We have a new record for Arctic sea ice, or more properly, the lack of Arctic sea ice. Scientists reported the lowest amount since they started using satellite imaging in 1977. Here's an article from The North Denver News. They write:
University of Colorado at Boulder researchers are now forecasting a 92 percent chance that the 2007 September minimum extent of sea ice across the Arctic region will set an all-time record low.
The researchers, who forecast in April a 33 percent chance the September minimum of sea ice would set a new record, dramatically revised their prediction following a rapid disintegration of sea ice during July, said Research Associate Sheldon Drobot of CU-Boulder's Colorado Center for Astrodynamics.

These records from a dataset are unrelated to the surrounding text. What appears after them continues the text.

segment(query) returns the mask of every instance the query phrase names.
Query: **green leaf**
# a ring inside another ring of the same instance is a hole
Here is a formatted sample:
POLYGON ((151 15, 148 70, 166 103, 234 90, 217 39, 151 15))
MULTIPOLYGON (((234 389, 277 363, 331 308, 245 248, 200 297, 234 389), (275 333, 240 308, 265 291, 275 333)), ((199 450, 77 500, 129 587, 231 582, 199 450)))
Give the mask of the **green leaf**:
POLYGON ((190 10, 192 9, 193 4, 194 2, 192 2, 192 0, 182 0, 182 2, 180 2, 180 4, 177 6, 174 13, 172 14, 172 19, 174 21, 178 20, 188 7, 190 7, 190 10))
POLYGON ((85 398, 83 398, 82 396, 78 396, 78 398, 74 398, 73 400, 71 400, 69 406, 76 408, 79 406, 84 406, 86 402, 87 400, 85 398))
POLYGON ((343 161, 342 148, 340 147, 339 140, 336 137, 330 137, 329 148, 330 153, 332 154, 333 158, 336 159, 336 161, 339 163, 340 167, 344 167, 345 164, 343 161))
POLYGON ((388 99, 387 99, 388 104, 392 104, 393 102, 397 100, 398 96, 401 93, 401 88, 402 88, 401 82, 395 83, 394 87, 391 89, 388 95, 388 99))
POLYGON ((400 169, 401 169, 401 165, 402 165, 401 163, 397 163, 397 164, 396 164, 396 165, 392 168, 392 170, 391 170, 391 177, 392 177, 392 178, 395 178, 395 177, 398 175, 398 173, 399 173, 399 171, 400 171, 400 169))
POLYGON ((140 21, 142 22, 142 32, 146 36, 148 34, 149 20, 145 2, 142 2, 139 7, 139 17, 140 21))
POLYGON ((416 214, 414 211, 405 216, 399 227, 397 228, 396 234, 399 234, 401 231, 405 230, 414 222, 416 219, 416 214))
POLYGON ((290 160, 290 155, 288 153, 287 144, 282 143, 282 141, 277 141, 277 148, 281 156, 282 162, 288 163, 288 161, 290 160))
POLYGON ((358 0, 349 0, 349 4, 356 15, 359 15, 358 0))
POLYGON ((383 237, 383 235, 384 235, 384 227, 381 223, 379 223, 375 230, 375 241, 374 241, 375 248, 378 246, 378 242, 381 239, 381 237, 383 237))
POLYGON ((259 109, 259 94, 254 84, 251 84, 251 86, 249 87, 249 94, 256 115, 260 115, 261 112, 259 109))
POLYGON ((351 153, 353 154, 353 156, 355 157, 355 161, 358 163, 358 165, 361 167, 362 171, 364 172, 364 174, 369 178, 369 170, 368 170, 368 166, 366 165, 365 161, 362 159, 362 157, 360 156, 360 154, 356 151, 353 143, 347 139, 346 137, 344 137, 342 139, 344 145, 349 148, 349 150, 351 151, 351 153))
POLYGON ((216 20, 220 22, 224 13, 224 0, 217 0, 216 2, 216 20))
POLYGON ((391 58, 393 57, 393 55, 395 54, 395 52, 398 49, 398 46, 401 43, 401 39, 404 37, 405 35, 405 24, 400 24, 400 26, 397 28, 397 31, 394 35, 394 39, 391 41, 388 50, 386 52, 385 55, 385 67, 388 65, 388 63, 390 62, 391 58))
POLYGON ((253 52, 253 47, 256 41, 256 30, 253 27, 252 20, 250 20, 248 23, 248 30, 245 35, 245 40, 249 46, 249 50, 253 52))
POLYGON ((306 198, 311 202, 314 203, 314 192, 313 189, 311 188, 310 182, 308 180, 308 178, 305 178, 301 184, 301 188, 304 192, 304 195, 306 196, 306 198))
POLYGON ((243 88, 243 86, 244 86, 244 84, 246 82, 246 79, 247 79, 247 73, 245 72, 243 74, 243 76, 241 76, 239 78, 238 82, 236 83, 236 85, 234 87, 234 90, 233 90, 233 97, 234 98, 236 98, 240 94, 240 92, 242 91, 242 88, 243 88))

"During the first week in July, the Arctic sea ice started to disappear at rates we had never seen before," said Drobot, who leads CCAR's Arctic Regional Ice Forecasting System group in CU-Boulder's aerospace engineering sciences department.
"We have been seeing a sharp decline in thicker, multi-year ice that has survived more than one melt season," said CCAR Research Associate James Maslanik. "This has been replaced in many areas by a thin, first-year layer of ice as well as by younger, thinner types of multi-year ice. The thinner ice just does not have the mass to withstand the effects of warming climate."
The record low September minimum for sea ice, set in 2005, is 2.15 million square miles, Drobot said. For 2007, the highest probability minimum extent is 1.96 million square miles, although there is a 25 percent chance the low will fall to 1.88 million square miles and a 5 percent chance the September sea-ice extent will fall to 1.75 million square miles, he said.